Sources for the next shiur: An oath concerning half a measure of a prohibited item.
 
In the next shiur we will examine the view of Resh Lakish who understood the Mishna as referring to an oath concerning half a measure. We must consider whether his explanation is possible even according to Rabbi Yochanan who says that the prohibition of half a measure is by Torah law, and if so, why.
 
1. Review Resh Lakish's understanding of the Mishna: 23b from the colon at the bottom to 24a, "ela le-korban"; Yoma 73b in the Mishna until "u-bi-shetiya" and in the Gemara until 74a, "lav bar hagada hu kelal," and Rashi, ad loc., 74a, s.v. ve-aliba.
 
2. Rashba, 23b, s.v. ha de-amrinan; Rambam, Hilkhot Shevuot 5:7 and beginning of 8 and Radbaz on both of them; Tosafot 22b, s.v. a-hetera; Tosafot 23b, s.v. de-moki. Consider the similarities and the differences between the Tosafot and the Rambam; Ritva 22b, s.v. o dilma da'atei, "ve-ha de-mashma de-lo mitsarve-zeh ikar; Chiddushei ha-Ran 23b, s.v. de-mokim.
 
 
 

[1] What is the law governing a person who follows the halakhic guideline and doesn't eat matza? He does not transgress the positive commandment of "In the evening you shall eat matzot" because he is barred from doing so by circumstances beyond his control (oness), especially if he took the oath before the onset of the festival. But he is certainly not behaving properly, and it is possible that he even transgresses: "Cursed be he that confirms not the words of the law to do them" (Devarim 27:26).
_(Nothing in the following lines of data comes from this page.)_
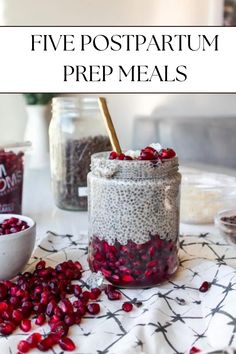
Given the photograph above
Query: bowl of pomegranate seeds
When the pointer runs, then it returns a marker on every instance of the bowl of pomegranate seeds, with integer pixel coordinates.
(225, 221)
(17, 240)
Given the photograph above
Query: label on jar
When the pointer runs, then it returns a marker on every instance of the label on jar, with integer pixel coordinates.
(11, 181)
(83, 191)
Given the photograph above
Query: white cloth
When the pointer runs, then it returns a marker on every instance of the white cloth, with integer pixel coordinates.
(174, 316)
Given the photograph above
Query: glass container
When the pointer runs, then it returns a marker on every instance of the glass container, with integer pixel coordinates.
(11, 177)
(76, 132)
(133, 220)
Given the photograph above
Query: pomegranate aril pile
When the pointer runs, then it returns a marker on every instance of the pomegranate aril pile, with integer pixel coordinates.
(12, 225)
(43, 298)
(204, 287)
(134, 264)
(11, 181)
(148, 153)
(127, 306)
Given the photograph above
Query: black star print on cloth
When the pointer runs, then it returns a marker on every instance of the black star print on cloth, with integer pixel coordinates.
(167, 319)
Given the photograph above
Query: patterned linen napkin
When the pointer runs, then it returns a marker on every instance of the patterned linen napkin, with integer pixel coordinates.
(173, 317)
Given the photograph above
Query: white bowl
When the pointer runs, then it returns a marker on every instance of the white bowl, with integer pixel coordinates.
(16, 249)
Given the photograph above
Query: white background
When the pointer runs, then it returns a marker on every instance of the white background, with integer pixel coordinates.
(41, 71)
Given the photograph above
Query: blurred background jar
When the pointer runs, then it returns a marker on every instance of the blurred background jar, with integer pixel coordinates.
(76, 132)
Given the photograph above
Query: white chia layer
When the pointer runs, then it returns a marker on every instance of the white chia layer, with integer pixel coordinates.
(130, 200)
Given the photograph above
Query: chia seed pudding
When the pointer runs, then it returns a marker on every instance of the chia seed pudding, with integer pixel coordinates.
(134, 218)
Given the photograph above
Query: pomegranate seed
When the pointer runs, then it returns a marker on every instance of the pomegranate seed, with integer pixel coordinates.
(93, 308)
(65, 306)
(127, 306)
(50, 308)
(3, 292)
(25, 325)
(40, 265)
(204, 287)
(40, 320)
(112, 293)
(77, 290)
(12, 225)
(23, 346)
(67, 344)
(17, 316)
(34, 339)
(167, 153)
(95, 293)
(69, 319)
(54, 319)
(60, 328)
(46, 344)
(194, 350)
(121, 156)
(3, 306)
(86, 296)
(7, 328)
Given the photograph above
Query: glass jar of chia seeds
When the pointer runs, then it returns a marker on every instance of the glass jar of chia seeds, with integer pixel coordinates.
(76, 132)
(133, 220)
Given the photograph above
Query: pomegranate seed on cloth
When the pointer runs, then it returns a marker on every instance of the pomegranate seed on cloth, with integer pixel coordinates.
(194, 350)
(12, 226)
(205, 287)
(127, 306)
(87, 315)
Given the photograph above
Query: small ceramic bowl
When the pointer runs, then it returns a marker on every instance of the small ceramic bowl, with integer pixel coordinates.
(16, 249)
(226, 226)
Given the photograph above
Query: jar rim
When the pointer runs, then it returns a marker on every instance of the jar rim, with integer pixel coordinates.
(75, 104)
(128, 169)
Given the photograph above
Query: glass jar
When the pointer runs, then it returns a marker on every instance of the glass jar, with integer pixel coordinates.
(11, 177)
(76, 132)
(133, 220)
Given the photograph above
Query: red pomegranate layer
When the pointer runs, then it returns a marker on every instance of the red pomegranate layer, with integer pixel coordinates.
(134, 265)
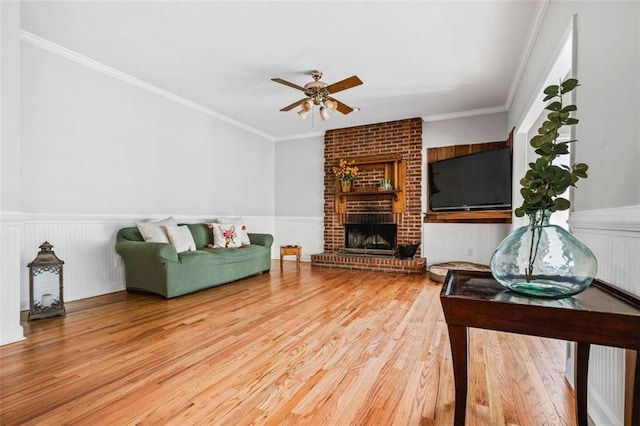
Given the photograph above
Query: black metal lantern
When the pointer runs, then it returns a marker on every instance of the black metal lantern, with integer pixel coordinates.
(45, 284)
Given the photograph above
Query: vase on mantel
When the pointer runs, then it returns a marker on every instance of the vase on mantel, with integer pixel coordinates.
(543, 260)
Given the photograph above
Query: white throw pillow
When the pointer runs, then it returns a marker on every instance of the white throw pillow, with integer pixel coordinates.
(241, 227)
(154, 232)
(181, 238)
(226, 235)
See Ramban, ad loc.
[2] It might be argued that this would be a mitzva achieved by way of transgression; however, the Ramban in Pesachim 35a agrees with those who maintain that this disqualification is only by Rabbinic decree.
[3] This in contrast to what is implied by the wording of the Rambam in Hilkhot Shevuot 5:18. It is also worthwhile to compare the words of the Ramban to what is brought in his name by the Ritva, ad loc., s.v. ela le-Rabbi Yochanan, and to the opinion that is rejected there.
[4] For those interested in delving further into this issue: Where would you place the following words of the Rosh in light of the Rosh in Nedarim, the Ritzba and the Ha-Hashlama: "Question: Reuven swore to Shimon that he would give him a maneh on the seventh of Nisan, and it turned out that year that the seventh of Nisan fell out on Shabbat. And Reuven claims that since he swore to give it to him on a particular day and that day fell out on Shabbat, he is free from his oath…. Answer: Nevertheless, he is not free from his oath. Since at the time that he took the oath he did not know that the seventh of Nisan would be on Shabbat, this is not like one who takes an oath to annul a mitzva, and therefore the oath is valid. This is similar to what we said in the Yerushalmi that if a person swore not to eat matza on the night of Pesach, he receives lashes and eats matza, for since he mentioned the night of Pesach, it is not an oath, for one cannot take an oath to annul a mitzva, and it is a vain oath, and so he receives lashes and eat. But if he swore not to eat matza, he does not receive lashes, for since he did not mention the night of Pesach, this is not an oath to annul a mitzva, and his oath is valid. And so too in our case, his oath is valid since he did not know that the seventh of Nisan would fall out on Shabbat, and he must pay before the seventh of Nisan in order not to violate his oath" (Responsa ha-Rosh, 8, 16).
[5] "One who vowed not to eat matza is immediately forbidden to eat matza, and so his vow applies before he becomes obligated to eat matza. And without the Yerushalmi, we learned in our Mishna in Shevuot: 'I swear that I will not eat neveilot and tereifot, and he ate, he is liable.' And Rav and Shemuel and Rabbi Yochanan set the case as one in which he includes permitted items together with prohibited items, and this too is an inclusive oath…. One who vowed to fast may not break his fast, without annuling the oath, as with the matza. However, this is only when the vow took effect before the Torah prohibition, so that the prohibition was included together with that which is permitted. But if the vow did not take effect first, he interrupts his fast even for a day mentioned in Megilat Taanit, and all the more so for a day when fasting is prohibited by Torah law, because this is not an inclusive vow, but rather it begins with what is already prohibited" (26b-27a in Alfasi).